Geographic Region: Arctic Circle and surrounding land masses
Meaning of Name: Their scientific name (Ursus maritimus) means Maritime Bear
Habitat: Hunting grounds across ice and open water
Threats: Global Warming
Left in Wild: 20,000 to 25,000
The polar bear is the largest species of bear in the world and is closely related to the brown bear. Although most species of bears will have a mixed diet including fish, meat and a range of berries, a polar bear's primary food is meat, making them the most carnivorous of all bears. They travel very long distances up to 300 km a day sea ice hopping in the open ocean and searching for their preferred prey the Ring Seal and Bearded Seal.
Unlike other bears, polar bears are not territorial and will try to avoid confrontation most of the time. A bear that has a full belly and is satisfied will rarely attack a human unless cornered and provoked. They will generally just turn around and run away. A polar bear that is hungry is an entirely different prospect; this is when they are at their most dangerous. Polar bears are excellent patient hunters so most people that have been attacked had no idea that they were being stalked. Polar bears attack humans for food making survival from a polar bear attack, very rare.
Female polar bears will have their cubs between November and February and the cubs will be weaned at approximately two and a half years and then chased off and abandoned to fend for themselves. Polar bears are solitude animals that prefer to hunt on their own however they will meet other bears from time-to-time and interact by playing. Polar bears life expectancy in the wild is around 25 years of age.The longest living captive polar bear was a female living to the ripe old age of 43.

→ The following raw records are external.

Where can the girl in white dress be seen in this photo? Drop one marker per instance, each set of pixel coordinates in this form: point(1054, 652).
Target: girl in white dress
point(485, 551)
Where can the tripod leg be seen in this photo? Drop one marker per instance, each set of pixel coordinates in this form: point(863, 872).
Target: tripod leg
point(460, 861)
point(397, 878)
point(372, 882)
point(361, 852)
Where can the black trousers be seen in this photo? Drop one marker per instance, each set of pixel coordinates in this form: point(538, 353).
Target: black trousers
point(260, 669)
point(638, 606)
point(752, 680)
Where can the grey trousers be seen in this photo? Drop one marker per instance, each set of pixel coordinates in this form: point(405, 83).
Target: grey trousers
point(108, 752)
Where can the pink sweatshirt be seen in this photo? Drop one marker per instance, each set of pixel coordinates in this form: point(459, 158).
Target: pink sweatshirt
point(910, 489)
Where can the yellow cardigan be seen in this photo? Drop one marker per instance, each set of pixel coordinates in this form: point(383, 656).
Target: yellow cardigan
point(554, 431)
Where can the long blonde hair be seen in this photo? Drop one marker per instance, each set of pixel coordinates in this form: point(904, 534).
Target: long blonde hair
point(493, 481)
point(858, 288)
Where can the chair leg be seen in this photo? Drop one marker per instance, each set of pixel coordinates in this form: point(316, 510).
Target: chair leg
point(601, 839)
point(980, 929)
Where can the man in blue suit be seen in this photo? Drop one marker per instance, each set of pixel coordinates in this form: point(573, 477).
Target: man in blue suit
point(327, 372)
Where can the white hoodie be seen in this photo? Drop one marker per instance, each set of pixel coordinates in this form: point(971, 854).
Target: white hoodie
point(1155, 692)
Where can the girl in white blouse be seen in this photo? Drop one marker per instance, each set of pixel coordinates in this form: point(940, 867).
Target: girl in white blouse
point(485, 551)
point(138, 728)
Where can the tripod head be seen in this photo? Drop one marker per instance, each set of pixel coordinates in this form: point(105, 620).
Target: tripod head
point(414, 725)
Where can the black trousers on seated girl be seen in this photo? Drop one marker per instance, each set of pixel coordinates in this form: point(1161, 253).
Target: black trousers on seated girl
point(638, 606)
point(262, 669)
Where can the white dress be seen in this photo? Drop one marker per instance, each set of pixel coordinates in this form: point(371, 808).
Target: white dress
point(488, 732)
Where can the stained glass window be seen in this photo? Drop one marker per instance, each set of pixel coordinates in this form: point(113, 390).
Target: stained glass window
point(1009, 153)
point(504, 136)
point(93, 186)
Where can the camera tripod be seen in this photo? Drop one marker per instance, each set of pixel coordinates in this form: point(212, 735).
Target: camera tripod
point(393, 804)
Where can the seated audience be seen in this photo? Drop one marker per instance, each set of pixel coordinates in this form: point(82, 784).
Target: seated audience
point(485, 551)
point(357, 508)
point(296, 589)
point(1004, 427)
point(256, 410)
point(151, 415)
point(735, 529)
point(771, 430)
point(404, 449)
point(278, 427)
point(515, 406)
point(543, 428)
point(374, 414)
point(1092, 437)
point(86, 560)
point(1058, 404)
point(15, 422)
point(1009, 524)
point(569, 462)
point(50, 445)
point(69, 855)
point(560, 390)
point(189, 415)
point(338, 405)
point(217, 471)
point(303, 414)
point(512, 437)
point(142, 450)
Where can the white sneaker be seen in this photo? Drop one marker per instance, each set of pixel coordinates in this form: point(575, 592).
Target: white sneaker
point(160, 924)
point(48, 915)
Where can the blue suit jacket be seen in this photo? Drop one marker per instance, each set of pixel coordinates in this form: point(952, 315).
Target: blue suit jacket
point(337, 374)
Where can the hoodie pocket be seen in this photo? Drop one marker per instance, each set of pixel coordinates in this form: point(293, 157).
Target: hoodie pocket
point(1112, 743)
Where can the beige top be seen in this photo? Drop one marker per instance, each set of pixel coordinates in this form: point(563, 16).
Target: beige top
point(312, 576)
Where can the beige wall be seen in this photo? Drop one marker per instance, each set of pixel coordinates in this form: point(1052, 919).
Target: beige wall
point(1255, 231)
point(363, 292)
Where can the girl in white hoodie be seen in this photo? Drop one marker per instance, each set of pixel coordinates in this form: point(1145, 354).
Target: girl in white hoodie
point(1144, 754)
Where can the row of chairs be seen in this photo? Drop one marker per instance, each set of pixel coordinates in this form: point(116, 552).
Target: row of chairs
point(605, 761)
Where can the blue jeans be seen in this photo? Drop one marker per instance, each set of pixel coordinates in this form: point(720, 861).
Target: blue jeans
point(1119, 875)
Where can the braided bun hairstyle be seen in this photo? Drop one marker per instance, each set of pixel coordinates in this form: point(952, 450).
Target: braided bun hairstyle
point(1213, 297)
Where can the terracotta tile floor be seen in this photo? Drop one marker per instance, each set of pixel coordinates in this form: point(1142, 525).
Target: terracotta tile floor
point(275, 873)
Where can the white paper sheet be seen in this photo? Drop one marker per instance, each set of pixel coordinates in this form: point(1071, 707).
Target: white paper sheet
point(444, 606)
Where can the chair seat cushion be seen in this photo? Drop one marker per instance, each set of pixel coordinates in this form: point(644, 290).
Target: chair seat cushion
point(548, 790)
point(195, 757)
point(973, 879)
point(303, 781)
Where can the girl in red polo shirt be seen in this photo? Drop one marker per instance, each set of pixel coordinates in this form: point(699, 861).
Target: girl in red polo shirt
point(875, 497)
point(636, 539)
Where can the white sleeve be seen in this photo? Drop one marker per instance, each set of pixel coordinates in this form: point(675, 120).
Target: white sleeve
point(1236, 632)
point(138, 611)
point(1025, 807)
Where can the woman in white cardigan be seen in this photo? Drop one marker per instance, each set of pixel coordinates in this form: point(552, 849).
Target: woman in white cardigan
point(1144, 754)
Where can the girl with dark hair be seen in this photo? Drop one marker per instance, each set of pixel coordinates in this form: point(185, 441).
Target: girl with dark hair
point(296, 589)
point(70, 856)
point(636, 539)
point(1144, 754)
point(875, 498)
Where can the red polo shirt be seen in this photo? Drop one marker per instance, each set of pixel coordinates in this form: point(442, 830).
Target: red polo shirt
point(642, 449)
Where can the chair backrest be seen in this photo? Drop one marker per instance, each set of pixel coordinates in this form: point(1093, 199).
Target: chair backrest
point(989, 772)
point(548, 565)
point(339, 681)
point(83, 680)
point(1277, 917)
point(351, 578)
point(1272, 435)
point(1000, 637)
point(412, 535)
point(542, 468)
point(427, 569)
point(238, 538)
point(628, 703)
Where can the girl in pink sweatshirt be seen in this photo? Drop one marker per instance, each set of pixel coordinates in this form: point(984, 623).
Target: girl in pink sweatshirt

The biggest threat to polar bears is the melting of sea ice due to global warming. This significantly restricts the hunting range by preventing the bears from going out to their traditional sea ice hunting grounds. Unfortunately this can make the bears take more risks. Recently bears have been found hundreds of kilometers out to sea with no sea ice in sight, exhausted and hungry they have been known to drown. It’s a sad fact that the polar bear could be one of the first species wiped out because of climate change. With its habitat literally melting away starvation is a real prospect for a lot of these huge carnivores. Starvation is not the only impact to polar bears from global warming - with females not able to create snow dens to have cubs, stress is causing significant disruption to mating seasons and the amount of cubs a female may have.
Stu’s Zoo Pick for the Polar Bear
Although I haven’t been to a lot of zoos that have polar bears yet, two zoos that I have reviewed that have good polar bear enclosures are Bronx Zoo and Central Park Zoo (Sadly Gus the polar bear at Central Park Zoo passed away on August the 28th 2013. Gus was 27 years old). I will be visiting Sea World Orlando in December 2013 to review that park including their polar bear enclosure.
Sea World on the Gold Coast is the only place you can see polar bears in Australia at their excellent enclosure - Polar Bear Shores. Recently they announced that Liya and Nelson, two long time residents of the park are now proud parents of a baby cub. This is only the second polar bear to be born in Australia and the first at Sea World - Gold Coast. You can see the tiny cub via Cub Cam HERE. Mum and the cub will be kept in a dark room to mimic a den for up to 10 weeks, only then will we know the gender of the cub. I will keep this post updated with the latest info on the little fluff ball.